Trespassing(59)



He continues. “You searched for—”

“No. If Micah logged in with my account, I can’t verify it. But I’m telling you that I have not had occasion to sit and browse the Internet since my daughter was born. I have a laptop. I need to be mobile because my daughter is mobile. You’re welcome to search it, too. I can send it or drop it off at the station here. But whatever you’ve found, however you assume it was me who navigated there, I didn’t do it.”

“You shared your log-in information with your husband?”

“I shared everything with my husband.”

“Noted.” He pauses, maybe to ensure I’m done ranting. “Under your log in, whoever used it, we found searches for homes to purchase in Italy, Switzerland, and Spain. Were you planning on making a move?”

“I’ve never even been to Italy, Switzerland, or wherever it was. I wouldn’t have the first clue how to buy a house overseas.”

“Did Micah ever talk about it?”

“Not with me. It was a stretch for me to move from Old Town to the ’burbs.”

“Yet you took off. You’re in Key West.”

“Because I don’t have a choice. I haven’t worked in over five years. I’m entirely dependent on my husband. And almost every credit card is maxed, everything is past due, and the mortgage on a home—which, news to me, we don’t even own—is about to go into foreclosure. This house in the Keys is my only asset. It’s the only thing in our entire estate that’s in my name. Do you know that I can’t even access my own phone records? Everything is in Micah’s name. Everything except this house.”

“Uh-huh.”

“Speaking of phone records, have you found anything? How many times Micah called the three-oh-five number?”

“Just once,” Guidry says. “It’s a cell phone. Untraceable in the day of go-phones.”

“Do you think he might be overseas then?” I ask. “In Italy, Switzerland—”

“Is Micah on any medication? Would he have access to any benzodiazepines? Xanax, that sort of thing?”

My fingertips tingle as if they’re going numb. “I had an old prescription for Xanax that was filled in April after my miscarriage. I didn’t like to take it. Why?”

“The autopsies of those in the plane crash indicated ingestion of benzos and death by drowning.”

My blood runs cold. Is he insinuating Micah might have had something to do with the deaths of three people?

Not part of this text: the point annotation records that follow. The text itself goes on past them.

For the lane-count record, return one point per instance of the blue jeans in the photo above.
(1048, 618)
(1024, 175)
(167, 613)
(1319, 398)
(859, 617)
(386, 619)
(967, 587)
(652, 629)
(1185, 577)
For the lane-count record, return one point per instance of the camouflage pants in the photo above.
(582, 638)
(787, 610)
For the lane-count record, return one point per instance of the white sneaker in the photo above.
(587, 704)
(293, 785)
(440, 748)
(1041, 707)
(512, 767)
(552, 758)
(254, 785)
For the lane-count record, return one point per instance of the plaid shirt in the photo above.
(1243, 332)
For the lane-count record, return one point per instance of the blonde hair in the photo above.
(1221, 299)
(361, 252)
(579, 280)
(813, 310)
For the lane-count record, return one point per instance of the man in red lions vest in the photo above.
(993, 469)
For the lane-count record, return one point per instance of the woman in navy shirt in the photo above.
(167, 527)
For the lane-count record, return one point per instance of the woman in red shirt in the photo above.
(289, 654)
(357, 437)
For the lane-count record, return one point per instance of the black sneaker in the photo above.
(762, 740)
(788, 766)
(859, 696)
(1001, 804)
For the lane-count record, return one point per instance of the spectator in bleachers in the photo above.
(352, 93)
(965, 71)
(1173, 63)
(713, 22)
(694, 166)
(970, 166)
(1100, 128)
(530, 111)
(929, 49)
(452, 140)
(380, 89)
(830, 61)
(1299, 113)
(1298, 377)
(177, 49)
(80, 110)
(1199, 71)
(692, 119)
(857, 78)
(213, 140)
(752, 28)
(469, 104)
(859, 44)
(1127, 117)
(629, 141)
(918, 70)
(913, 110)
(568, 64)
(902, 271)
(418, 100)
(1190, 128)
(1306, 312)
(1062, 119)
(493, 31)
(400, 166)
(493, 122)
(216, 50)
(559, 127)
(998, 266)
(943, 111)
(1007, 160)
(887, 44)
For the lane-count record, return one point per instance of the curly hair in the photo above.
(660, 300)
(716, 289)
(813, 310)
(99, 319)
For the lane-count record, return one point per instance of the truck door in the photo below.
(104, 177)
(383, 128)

“The Xanax was in the medicine cabinet. He had access, but I don’t know if he took it with him. You’re welcome to check. Check the whole house. I have nothing to hide.”

“I put in for a warrant. I’ll be in touch when it’s signed.”

“Detective, wait. I called to acknowledge a few things: I know you’ve talked with Claudette about Micah, and I know you think—or at least she thinks—he was seeing another woman.”

He doesn’t offer the courtesy of a response, although I’m starting to understand that about him. The less he says, the more information those he’s speaking with are inclined to offer.

“She was probably right, and maybe it was even worse than she imagined.”

“Worse.”

I take a deep breath. “Once I got to the house in the Keys, it was all apparent, right here in front of me, on the shelves in the family room.”

“What was apparent, Mrs. Cavanaugh?”

Suddenly, I don’t so much feel like Micah’s wife, and the title throws me. “You can . . . would you mind calling me Veronica?”

“Veronica. What was apparent?”

Man of few words. “There were pictures here. Still are here, I guess, but I’ve packed them away. Pictures of Micah . . . and kids that aren’t mine.”

“Whose kids are they?”

“I think Natasha Markham’s. And probably my husband’s, too—the pictures seem to suggest as much.”

“Huh.”

“I mean, I don’t know for sure, but these pictures . . . I’ll send them to you, if you want . . . It’s hard to deny Micah was involved with these children. He was in their lives.”

“And you didn’t suspect any of this beforehand?”

“I feel like a fool. But no. He had me snowed.”

A beat of silence follows before Guidry says, “You realize some might see this as giving you motive. Your husband is missing. We always rule out the spouse first. And you might have reason to shake things up. Motive.”

“Only if I’d known, and I didn’t. Ask anyone. I was blissfully blind to all of this. And I’m angry now—trust me, I’m angry—but even if I’d known back then, before, I wouldn’t have been angry enough to kill him.”

“Some theorists might disagree. Some say you might not even remember being angry enough to kill him.”

I grit my teeth. “Anyone who thinks I’d actually kill because I lived in a make-believe world, because I was blind, assumes I value Micah’s life over mine, over Bella’s. And I don’t.”





Chapter 29

November 24

After a quick peek at Elizabella, who has dozed off in front of the dollhouse, I enter the odd little studio through the door in the laundry room.